There’s a different kind of brilliance to the blue of sky at the height of winter. On the days when it’s not overcast or gray, when the sun is shining and the clouds have disappeared, it has a clarity that can only come from cold air. When it forms the backdrop to a hawk taking flight, it’s even more striking.

Being that we’re not outside as much in this season, I don’t notice the hawks as much as I do in the summer. They’re also less noisy at this time of the year. When the one pictured here took off into the air there was nothing but silence.

Winter is like that. Even with the wind and snowstorms, there is a silence and stillness to the slumbering season that’s different from summer. Maybe it’s the lack of insects singing in the night, the absence of any annoying buzz of a mosquito or cry of a hungry toad. Or maybe in winter I’m always in such a rush to get somewhere warm that I don’t take the time to listen to the sounds of the season opening up.

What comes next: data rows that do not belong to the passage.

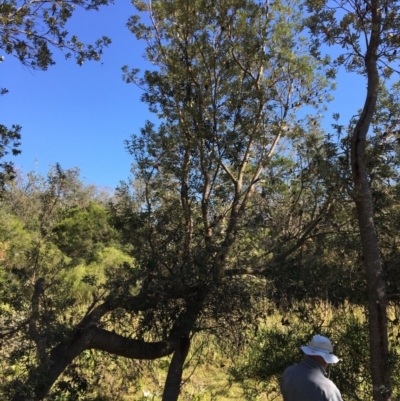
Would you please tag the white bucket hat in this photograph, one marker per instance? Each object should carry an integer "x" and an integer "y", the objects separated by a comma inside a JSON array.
[{"x": 322, "y": 346}]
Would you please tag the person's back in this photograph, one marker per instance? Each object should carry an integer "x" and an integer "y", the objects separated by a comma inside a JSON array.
[{"x": 307, "y": 380}]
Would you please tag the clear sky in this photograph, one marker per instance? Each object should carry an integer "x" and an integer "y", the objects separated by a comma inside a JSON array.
[{"x": 80, "y": 116}]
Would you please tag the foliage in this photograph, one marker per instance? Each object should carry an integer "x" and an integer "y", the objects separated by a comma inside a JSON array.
[{"x": 29, "y": 29}]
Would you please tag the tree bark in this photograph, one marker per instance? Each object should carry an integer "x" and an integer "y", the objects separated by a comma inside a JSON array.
[
  {"x": 88, "y": 336},
  {"x": 377, "y": 297},
  {"x": 174, "y": 378}
]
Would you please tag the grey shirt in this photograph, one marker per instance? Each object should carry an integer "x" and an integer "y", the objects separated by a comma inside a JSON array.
[{"x": 306, "y": 381}]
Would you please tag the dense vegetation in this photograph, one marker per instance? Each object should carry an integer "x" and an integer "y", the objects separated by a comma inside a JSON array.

The hawk swoops among the pine trees, gliding swiftly through the sky in graceful arcs. Soaring over all, it is resplendent in the sunlight, backed by a lovely shade of blue. A predator airborne, its shadow sends rodents scurrying when it doesn’t succeed in a surprise attack. Amid such beauty, an element of danger.

The hawk recedes into the blue, without whoosh of wind or scrape of bark. Power can be still. Power can be silent. True power has no need to scream or put on a show. A flash of a red tail puts the ground below on notice. We are watching.